Habitat : champs, bordure de chemins, terrains secs

Description : Il existe plusieurs espèces de camomille. Il est d’ailleurs assez difficile botaniquement de les différencier.

Concernant la camomille allemande, aussi appelée matricaire, on parle d’une petite plante de 20 à 50 cm de hauteur. Elle est annuelle.

Ses tiges sont couchées ou dressées et portent des feuilles découpées en segments filiformes

Les fleurs sont regroupées sur un capitule : des fleurs ligulées blanches entourant entourant un cône de fleurs tubulées jaunes.

Les fruits sont des akènes, fruit commun à la famille des astéracées.

Les principes actifs :

Les capitules renferment :

-une essence aromatique, l’huile essentielle qui en est extraite est riche en chamazulène ce qui lui donne une couleur bleue

-des mucilages

-des coumarines

-des acides phénols

-des lactones sesquiterpéniques

-des flavanoïde , dont l’apigénine

-des composants amers , dont la matricine

Les propriétés :

-La camomille est une excellente plante antispasmodique . Elle sera donc très utile pour les coliques des nourissons (en macérat huileux), pour les digestions difficiles ou tout simplement pour stimuler l’appétit. On l’utilise aussi en cas de règles douloureuses.

-Elle possède également des vertus calmantes et apaisantes. Elle diminue la tension nerveuse et favorise le sommeil. La camomille peut aussi être utilisée sous forme d’infusion froide en bain d’oeil au même titre que le bleuet, pour apaiser une irritation ou des démangeaisons et décongestionner.

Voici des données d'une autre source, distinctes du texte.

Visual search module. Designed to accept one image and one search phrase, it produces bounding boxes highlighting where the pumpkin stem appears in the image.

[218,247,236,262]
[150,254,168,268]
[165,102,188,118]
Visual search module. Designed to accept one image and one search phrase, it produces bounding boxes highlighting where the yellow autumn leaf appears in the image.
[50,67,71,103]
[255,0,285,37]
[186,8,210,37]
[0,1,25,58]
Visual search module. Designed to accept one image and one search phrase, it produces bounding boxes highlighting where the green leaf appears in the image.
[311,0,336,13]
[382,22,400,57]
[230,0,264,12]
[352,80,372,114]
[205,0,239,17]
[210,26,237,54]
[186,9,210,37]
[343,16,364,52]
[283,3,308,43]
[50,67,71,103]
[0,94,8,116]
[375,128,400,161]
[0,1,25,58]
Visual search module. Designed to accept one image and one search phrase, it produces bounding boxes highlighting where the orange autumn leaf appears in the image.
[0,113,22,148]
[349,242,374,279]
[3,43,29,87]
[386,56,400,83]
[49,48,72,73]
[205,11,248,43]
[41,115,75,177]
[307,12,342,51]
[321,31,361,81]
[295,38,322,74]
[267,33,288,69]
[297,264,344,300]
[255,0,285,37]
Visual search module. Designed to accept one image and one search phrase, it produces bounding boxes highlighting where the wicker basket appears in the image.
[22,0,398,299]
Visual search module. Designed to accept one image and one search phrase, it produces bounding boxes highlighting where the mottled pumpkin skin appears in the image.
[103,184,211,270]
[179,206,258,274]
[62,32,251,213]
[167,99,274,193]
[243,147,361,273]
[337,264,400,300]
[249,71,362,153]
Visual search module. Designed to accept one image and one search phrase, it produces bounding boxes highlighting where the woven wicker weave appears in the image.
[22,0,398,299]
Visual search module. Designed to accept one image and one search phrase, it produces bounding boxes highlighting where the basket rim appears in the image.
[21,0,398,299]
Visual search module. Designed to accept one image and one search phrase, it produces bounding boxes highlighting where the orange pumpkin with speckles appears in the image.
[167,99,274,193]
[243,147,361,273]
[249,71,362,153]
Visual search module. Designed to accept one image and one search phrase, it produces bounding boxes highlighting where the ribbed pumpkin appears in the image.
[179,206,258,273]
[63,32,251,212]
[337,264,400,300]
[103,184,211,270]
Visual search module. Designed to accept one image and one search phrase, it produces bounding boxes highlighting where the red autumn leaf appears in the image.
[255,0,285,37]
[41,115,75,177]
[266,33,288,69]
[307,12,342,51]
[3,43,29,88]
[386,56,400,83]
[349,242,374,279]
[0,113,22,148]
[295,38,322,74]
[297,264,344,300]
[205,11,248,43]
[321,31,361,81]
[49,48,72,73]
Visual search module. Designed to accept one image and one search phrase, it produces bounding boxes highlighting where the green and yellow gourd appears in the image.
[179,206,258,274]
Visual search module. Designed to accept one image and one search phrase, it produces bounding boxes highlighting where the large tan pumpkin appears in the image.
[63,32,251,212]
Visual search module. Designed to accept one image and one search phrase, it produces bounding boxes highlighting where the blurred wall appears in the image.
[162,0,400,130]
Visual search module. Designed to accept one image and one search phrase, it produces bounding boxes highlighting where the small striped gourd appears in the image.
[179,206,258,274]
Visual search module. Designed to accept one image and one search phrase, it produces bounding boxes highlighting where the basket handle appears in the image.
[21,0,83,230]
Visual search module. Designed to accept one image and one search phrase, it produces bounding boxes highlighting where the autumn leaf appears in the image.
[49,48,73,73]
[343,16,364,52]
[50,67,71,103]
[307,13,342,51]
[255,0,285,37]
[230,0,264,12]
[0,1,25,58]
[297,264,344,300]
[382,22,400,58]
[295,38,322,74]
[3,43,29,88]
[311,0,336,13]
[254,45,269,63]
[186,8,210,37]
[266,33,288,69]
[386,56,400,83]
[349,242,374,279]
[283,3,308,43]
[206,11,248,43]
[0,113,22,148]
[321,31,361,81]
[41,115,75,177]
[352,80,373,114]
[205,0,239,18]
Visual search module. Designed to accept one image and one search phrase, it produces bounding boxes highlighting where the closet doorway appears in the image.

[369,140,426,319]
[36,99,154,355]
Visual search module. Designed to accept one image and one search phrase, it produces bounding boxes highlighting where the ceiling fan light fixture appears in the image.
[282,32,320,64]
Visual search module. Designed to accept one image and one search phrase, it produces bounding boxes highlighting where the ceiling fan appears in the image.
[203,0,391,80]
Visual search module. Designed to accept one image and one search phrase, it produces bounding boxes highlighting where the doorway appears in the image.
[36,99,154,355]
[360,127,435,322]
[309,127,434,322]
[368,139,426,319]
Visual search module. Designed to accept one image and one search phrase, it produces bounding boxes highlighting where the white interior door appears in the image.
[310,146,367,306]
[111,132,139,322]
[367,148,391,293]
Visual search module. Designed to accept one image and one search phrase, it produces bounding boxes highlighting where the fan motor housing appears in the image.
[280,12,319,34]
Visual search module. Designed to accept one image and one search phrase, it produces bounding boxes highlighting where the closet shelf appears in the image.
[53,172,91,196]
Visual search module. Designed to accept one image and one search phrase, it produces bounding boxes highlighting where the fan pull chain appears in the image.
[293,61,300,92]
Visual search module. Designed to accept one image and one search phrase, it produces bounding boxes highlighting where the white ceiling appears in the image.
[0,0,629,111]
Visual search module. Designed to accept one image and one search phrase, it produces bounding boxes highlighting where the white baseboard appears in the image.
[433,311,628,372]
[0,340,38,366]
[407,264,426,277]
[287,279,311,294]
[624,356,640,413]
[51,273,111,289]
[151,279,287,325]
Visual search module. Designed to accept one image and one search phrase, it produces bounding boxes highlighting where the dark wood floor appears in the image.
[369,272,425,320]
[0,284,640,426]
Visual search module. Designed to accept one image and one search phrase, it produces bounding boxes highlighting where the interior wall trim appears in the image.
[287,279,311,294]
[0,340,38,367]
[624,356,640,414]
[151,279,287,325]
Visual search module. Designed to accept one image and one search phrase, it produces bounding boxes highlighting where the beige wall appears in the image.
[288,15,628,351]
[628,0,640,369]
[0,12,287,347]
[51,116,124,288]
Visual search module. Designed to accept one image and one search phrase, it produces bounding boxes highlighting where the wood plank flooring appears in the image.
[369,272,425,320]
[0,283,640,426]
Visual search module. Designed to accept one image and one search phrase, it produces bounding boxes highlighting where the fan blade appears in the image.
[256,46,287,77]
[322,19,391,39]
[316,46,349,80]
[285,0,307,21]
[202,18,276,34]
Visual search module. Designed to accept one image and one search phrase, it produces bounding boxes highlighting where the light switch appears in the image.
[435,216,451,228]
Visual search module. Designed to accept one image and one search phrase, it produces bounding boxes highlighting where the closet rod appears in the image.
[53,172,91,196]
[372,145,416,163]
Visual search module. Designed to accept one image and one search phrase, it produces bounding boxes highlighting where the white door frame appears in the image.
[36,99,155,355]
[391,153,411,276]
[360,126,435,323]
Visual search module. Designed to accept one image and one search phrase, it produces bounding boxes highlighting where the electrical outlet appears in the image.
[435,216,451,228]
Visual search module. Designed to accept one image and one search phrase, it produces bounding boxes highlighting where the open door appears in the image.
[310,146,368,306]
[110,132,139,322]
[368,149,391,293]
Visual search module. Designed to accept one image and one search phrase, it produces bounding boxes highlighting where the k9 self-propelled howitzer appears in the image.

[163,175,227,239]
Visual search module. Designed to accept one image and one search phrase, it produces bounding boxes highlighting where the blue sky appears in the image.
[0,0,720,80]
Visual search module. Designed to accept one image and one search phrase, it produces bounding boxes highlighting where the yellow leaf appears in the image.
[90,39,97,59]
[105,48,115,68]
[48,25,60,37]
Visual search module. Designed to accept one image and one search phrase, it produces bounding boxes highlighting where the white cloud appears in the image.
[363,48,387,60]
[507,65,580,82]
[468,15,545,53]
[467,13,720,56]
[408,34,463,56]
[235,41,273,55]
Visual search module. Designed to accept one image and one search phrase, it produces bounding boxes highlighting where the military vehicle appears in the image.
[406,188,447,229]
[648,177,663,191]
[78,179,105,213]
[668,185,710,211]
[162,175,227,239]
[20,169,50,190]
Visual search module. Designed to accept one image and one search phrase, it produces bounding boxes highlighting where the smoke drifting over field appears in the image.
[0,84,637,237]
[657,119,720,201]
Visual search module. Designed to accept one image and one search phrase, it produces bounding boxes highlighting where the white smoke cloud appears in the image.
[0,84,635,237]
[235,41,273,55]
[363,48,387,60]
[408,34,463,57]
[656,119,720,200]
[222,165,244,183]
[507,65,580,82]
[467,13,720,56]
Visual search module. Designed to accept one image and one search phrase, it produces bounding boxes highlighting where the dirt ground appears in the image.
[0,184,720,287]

-La camomille est anti-inflammatoire et antibactérienne. On l’utilise pour les plaies, les irritations, les démangeaisons. Mais elle agit également sur les douleurs musculaires.

Les usages : 

. Les tisanes:

-L’infusion des capitules sera préparée pour les propriétés nommées ci dessus. Faire infuser une bonne pincée de capitules pour une tasse d’eau chaude. Infuser à couvert durant 5 à 7 minutes.

. Les macérats huileux

-Le macérat huileux de camomille atténuera les douleurs musculaires.

-En application le long de la colonne vertébrale , il aidera l’organisme à se détendre et aidera à mieux dormir.

-Très utile lors des coliques des nourrissons, à appliquer sur le bas ventre avec des massages adaptés. Pour en savoir plus sur ces massages n’hésitez pas à contacter Anaël via son site internet, spécialiste de la question. Formée par le centre de formation Harmonysia elle anime des ateliers de massage bébé, au cours desquels elle vous fera découvrir l’art du massage indien Shantala.

Les particularités :

-La plante est souvent donnée aux enfants car son action est douce.

-Son goût est amer et aromatique.

Contres indications et interactions : 

-Allergie à la famille des asteraceae.

-Possible interaction avec les anticoagulants de type anti-vitamine K.

Cueillette et séchage :

Suivant les régions on peut ramasser la camomille d’avril à juin.

Nous l’avons ramassé au mois d’avril, au Portugal elle était déja bien en fleur. (voir l’article) Nous avons également eu la chance d’avoir du beau temps ce qui a permis de réaliser un bon séchage.

On étale la camomille sur des claies et en 4/5 jours l’ensemble devrait être sec suivant le temps et le taux d’humidité environnant.

Une camomille bien séchée garde une belle couleur : jaune vif pour le coeur de la fleur (fleurs tubulées), blanc pour les pétales (fleurs ligulées).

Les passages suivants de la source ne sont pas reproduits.